Anyway next I simplify the fraction and tried to use derivative without to reach the desired goal .
Edit :
We can play with the three function :
$$g(x)=\left(x!\right)^{\frac{1}{x}}$$
$$h(x)=x!$$
And :
$$l(x)=\left(\left(xe^{-1}+g\left(0\right)\right)+\left(-\left(\left(\frac{1}{x+a}\right)-\frac{1}{a}\right)\right)^{b}\right)^{x}$$
As good start we can choose :
$$b=1.35,a=2.2$$
Edit 2 :
It seems we have the following inequalities on $(\frac{1}{10},e)$ :
$$j(x)> \left(xe^{-1}+g\left(0\right)+\left(-\frac{1}{x+a}+\frac{1}{a}\right)^{b}\right)^{x}> x!$$
Where $a=3.198$ and $b=1$
Question :
How to show $(I)$ or find a counter-example ?

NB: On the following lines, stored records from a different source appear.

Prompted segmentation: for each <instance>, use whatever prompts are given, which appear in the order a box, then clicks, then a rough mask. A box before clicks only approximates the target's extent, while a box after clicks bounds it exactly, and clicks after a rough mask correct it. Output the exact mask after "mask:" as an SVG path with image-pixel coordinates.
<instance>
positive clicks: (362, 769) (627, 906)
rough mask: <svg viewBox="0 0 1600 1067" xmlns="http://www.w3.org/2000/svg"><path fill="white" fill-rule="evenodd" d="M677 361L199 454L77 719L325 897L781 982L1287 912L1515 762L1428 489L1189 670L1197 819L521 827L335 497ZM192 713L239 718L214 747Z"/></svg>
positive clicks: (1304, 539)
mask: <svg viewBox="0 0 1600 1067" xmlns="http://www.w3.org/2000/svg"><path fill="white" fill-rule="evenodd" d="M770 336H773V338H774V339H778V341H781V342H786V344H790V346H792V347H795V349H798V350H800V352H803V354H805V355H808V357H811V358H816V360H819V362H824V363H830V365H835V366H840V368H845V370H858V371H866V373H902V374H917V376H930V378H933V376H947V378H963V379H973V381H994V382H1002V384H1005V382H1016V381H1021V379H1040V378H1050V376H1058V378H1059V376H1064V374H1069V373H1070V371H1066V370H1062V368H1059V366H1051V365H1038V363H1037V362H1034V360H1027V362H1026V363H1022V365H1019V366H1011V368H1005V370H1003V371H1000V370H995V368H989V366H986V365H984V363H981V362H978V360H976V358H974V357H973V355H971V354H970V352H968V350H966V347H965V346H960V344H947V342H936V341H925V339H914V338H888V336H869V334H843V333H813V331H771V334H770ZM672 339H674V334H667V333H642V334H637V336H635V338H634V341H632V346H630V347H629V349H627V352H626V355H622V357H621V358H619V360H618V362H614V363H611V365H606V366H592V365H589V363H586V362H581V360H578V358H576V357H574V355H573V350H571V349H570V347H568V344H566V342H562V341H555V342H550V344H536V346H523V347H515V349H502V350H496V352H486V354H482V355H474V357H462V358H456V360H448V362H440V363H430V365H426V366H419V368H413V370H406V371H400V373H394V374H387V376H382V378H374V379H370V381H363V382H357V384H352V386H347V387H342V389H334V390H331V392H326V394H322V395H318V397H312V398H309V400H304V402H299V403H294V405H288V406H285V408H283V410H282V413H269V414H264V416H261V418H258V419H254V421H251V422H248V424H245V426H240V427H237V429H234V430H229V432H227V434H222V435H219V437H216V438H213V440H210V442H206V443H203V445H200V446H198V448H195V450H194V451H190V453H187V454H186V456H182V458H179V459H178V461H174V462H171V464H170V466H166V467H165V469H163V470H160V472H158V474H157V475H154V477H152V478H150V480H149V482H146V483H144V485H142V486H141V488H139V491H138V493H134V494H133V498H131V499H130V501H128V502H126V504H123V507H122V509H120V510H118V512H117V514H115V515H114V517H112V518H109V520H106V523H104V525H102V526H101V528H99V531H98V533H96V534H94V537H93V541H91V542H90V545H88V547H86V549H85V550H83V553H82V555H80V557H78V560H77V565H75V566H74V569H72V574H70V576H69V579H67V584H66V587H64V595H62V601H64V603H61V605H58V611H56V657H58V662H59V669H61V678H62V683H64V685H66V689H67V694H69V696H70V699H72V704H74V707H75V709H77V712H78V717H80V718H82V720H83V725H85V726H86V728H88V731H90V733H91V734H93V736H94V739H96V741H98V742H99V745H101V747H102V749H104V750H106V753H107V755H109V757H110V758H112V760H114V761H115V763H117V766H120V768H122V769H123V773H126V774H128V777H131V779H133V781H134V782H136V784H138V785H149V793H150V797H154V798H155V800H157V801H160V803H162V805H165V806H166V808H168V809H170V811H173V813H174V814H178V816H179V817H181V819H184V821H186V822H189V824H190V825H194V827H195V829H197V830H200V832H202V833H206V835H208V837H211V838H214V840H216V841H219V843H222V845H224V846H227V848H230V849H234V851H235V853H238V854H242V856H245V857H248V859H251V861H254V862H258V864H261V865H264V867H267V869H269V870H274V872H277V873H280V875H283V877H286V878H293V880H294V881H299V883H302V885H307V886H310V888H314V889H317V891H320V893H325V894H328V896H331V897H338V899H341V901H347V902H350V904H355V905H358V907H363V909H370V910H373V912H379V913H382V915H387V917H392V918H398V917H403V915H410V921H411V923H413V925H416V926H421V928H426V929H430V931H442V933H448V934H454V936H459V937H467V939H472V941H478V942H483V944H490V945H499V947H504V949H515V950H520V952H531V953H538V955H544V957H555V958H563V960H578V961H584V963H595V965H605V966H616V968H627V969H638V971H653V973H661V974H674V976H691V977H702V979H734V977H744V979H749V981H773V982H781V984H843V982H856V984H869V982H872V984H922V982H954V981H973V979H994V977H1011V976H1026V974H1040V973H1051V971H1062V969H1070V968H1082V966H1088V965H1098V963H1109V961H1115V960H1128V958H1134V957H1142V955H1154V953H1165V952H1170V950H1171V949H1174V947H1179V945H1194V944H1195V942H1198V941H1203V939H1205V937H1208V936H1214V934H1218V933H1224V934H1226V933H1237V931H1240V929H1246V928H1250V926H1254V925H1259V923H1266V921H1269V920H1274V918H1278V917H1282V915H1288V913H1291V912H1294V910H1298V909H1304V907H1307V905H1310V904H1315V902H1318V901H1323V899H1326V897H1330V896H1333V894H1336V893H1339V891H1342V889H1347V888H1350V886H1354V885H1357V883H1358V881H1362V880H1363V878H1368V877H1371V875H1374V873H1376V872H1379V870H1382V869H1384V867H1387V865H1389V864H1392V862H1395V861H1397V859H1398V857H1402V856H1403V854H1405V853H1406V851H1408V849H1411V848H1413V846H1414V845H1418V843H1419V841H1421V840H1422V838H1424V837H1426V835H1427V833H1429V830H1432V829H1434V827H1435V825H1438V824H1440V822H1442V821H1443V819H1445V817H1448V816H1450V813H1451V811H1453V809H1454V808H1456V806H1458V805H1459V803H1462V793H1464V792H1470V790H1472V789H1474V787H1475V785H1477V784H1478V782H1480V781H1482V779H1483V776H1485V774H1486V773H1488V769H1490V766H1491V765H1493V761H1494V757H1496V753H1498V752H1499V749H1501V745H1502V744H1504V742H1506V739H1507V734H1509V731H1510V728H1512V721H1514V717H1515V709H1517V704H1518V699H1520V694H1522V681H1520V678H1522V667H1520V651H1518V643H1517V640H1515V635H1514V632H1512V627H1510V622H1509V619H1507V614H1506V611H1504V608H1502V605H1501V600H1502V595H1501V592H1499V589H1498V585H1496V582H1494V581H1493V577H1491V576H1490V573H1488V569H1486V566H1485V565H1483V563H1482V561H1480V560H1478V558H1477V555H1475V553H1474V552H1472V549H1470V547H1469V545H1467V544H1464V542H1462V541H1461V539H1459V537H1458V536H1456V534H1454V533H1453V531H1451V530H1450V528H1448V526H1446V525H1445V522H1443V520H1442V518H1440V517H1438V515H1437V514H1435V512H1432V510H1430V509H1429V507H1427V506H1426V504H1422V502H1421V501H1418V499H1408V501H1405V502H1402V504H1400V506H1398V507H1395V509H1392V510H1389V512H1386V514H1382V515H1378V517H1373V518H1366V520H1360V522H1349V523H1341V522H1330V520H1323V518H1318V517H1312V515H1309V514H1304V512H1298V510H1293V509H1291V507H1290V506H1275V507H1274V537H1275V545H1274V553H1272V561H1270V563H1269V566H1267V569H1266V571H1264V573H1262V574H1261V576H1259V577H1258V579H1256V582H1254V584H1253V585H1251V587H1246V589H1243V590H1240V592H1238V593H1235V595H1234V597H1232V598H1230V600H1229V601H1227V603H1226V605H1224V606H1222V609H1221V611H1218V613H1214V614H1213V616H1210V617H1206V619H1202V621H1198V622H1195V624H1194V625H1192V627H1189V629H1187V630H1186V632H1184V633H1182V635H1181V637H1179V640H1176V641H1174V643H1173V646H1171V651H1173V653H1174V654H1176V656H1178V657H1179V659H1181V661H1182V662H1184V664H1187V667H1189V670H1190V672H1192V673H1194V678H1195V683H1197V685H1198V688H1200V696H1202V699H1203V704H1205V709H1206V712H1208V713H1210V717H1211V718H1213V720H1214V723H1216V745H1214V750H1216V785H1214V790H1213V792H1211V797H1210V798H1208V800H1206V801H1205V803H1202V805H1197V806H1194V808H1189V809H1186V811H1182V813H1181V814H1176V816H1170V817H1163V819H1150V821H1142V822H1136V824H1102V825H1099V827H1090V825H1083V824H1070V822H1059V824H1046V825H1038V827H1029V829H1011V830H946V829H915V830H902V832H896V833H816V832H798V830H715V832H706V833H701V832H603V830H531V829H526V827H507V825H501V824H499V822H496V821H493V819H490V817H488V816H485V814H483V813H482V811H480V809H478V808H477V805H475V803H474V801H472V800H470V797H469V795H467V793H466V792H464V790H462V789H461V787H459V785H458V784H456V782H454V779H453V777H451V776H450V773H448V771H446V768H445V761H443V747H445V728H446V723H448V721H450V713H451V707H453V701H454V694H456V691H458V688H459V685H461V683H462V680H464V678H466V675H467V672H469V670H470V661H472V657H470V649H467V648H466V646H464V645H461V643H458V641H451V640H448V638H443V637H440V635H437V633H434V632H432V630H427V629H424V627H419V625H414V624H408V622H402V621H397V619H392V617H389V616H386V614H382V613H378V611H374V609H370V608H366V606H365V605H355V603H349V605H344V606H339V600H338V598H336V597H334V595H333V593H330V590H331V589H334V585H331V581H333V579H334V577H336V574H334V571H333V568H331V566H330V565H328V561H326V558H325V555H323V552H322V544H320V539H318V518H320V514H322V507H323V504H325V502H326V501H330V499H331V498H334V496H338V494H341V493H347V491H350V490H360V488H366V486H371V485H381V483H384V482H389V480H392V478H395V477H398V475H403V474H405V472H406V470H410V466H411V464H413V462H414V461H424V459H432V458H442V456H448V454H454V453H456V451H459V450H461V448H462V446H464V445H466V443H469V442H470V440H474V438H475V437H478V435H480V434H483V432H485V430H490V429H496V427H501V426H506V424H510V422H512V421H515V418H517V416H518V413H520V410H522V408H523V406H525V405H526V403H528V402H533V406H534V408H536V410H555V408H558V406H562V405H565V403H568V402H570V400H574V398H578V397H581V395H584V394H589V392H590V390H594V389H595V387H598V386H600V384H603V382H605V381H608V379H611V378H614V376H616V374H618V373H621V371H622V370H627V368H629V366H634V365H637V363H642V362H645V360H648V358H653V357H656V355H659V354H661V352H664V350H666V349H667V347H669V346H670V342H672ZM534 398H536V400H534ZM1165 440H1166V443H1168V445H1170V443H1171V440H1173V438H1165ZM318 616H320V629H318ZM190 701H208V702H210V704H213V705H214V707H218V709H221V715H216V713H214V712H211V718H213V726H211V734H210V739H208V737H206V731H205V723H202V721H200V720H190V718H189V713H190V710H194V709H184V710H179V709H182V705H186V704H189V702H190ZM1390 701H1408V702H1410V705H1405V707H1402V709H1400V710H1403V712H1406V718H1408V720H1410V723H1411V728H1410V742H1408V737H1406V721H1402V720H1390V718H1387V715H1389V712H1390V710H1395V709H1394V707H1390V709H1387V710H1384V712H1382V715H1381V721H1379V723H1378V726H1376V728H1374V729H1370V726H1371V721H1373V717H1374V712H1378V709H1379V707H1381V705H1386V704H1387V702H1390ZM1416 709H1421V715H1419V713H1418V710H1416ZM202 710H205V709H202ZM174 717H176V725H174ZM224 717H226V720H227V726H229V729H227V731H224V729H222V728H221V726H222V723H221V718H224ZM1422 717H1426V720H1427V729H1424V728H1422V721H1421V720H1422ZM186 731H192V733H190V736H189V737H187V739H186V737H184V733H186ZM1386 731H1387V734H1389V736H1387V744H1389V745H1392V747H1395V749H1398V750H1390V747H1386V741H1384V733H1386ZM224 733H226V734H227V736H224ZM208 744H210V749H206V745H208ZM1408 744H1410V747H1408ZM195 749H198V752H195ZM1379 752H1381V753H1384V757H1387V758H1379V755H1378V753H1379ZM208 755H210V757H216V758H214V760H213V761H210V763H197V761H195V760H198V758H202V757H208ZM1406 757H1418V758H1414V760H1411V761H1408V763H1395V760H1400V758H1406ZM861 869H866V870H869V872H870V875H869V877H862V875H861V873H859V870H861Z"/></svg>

Ps: All my apologize for the previous question hope here that it's not trivial at all .
Best Answer
All this work has been done solving with (more than nasty) radicals quartic equations generated for approximations.
Starting with a small detail (already reported by @River Li in comments) : the inequality $j(x) > \Gamma(x+1)$ does not hold for very small values of $x$ close to $0$. $$\Delta=j(0) - \Gamma(1)=\left(1-\frac{1}{e^3}\right)^{3\frac{ (\pi -3)}{\pi ^2}}-1 \quad < 0$$ So, if the inequality holds, it will be for $0 < x_* < x $.
Considering the function $$h(x)=j(x)-\Gamma(x+1)$$ its series expansion around $x=0$ gives a quartic polynomial in $\sqrt x$. Expanded to $O\left(x^{5/2}\right)$, $h(x)=0$ for $\color{blue}{x_0=0.0278927}$ (the "exact" solution being $\color{red}{x_0=0.0278222}$).
Expanding $h'(x)$ as a series around $x=1$ to $O\left((x-1)^{5}\right)$ shows a maximum value of $h(x)$ for $\color{blue}{x_1=0.760950}$ (the "exact" solution being $\color{red}{x_1=0.761132}$) and $\color{blue}{h(x_1)=0.0888744}$ (the "exact" value being the same).
Expanding $h'(x)$ as a series around $x=e$ to $O\left((x-e)^{5}\right)$ shows a minimum value of $h(x)$ for $\color{blue}{x_e=2.55947}$ and $\color{blue}{h(x_e)=0.0109763}$.
Similarly, expanding $h''(x)$ around $x=\frac \pi 2$ (this is close to $\frac {x_1+x_e}2$), the inflection is predicted at $\color{blue}{x_i=1.74822}$ (the "exact" value being $\color{red}{x_i=1.74814}$)
Reusing the first series expansion leads to $\color{blue}{x_*=0.0671382}$ (the "exact" value being $\color{red}{x_*=0.0662558}$)
A numerical minimization shows that $\color{red}{x_{\text{min}}=2.55956}$ and $\color{red} {h({x_{\text{min}}})=0.0109763}$